Now, I'm not saying I know how it is in England or France, nor pretending to know...
But in Croatia, and I pretty much guarantee you in any country east of Italy/Austria, that road is paved with abuse and possibly angry fans wanting to, quite literally, beat you up.
It starts with reffing children - and I'm talking kids of 6, 7 years old (my son atm) - and absolute horror show that a lot of these parents put their kids through, how they treat the refs and how they teach their kids to treat refs.
It then gets progressively worse if you're a ref, you'll ref kids of 10-12 years old, 14-16 etc.... Until you get to ref juniors (17-18) and finally lower division "senior" football.
This is where it gets really rough. You're reffing some violent games with violent players and violent fans in some godforsaken villages in the lower divisions. You're trying to be fair, but you're quite aware that anything but (at least lightly) favoring the home side could (and sometimes is likely to) end up in one or more angry idiots trying to physically harm you.
Once you get to those and you go maybe the 2nd division you can actually work as a an actual ref and try and improve yourself and get to the first division.
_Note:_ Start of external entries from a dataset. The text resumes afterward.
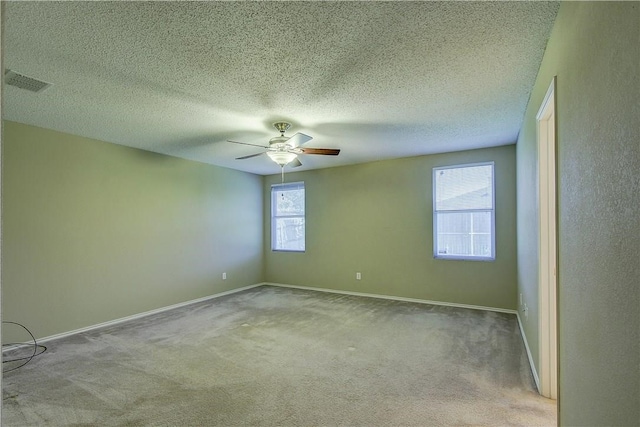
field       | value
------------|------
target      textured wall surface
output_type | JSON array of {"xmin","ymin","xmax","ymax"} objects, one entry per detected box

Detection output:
[
  {"xmin": 264, "ymin": 145, "xmax": 516, "ymax": 309},
  {"xmin": 517, "ymin": 2, "xmax": 640, "ymax": 426},
  {"xmin": 2, "ymin": 122, "xmax": 263, "ymax": 339}
]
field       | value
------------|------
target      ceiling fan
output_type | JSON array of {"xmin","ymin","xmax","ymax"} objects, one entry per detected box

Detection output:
[{"xmin": 228, "ymin": 122, "xmax": 340, "ymax": 169}]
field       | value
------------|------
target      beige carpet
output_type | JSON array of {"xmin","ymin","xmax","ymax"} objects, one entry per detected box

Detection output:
[{"xmin": 2, "ymin": 286, "xmax": 556, "ymax": 427}]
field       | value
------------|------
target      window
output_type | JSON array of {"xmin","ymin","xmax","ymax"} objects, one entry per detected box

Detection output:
[
  {"xmin": 433, "ymin": 162, "xmax": 496, "ymax": 260},
  {"xmin": 271, "ymin": 182, "xmax": 305, "ymax": 252}
]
Then you get to the big league, and depending on the era and the country you're in, you may get "instructions" to ref this way or that - or maybe, just maybe, you're left alone to actual ref a football game.
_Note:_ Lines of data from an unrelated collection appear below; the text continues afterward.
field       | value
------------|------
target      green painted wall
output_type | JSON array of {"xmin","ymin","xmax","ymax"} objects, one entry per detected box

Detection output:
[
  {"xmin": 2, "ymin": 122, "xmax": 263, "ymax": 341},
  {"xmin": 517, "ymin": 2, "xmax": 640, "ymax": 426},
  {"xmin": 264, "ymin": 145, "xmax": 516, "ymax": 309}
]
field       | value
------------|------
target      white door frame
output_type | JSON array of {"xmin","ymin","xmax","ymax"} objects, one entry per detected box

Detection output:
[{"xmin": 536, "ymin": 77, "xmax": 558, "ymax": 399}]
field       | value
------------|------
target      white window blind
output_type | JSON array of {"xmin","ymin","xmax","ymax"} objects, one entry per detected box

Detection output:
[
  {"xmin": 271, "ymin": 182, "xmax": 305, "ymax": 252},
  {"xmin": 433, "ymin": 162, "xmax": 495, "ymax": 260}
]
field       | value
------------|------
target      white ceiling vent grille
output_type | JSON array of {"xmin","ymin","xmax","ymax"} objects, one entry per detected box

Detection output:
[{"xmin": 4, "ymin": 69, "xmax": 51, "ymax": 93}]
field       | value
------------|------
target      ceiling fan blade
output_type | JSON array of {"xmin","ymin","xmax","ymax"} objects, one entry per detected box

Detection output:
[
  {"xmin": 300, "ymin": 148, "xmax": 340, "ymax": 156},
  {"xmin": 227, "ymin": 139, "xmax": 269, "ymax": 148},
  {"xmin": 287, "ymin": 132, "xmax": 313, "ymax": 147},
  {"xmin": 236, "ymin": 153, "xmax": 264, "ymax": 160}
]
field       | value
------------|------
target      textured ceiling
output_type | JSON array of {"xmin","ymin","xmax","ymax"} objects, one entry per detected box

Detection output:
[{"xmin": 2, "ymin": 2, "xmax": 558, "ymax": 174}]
Again, I'm not saying this is the case in Germany or England, but I promise this is how it goes in Eastern/Southern Europe.
What it doesn't do, is explain why so many top refs are absolutely blind to the football game or how to ref in the spirit of it.
The basic guideline is this:
Every decision should be decided in the same manner as if it were a 5-on-5 game without refs.
If a person tries to cheat, dive, or call for a silly handball, they'll either be waved off or a fight will ensue. But these calls simply don't happen.
Obviously, it's not 1-for-1 as pro footballers whine, dive, cheat, fake injuries and crowd you - but it should be the basic guideline. Not every touch in the box is a pen, not every touch of the ball with a hand is a penalty.
Not one person who understands football would've given that pen for City v Leipzig last year, for example.
I personally think that ref should never ref again, him or the VAR behind it.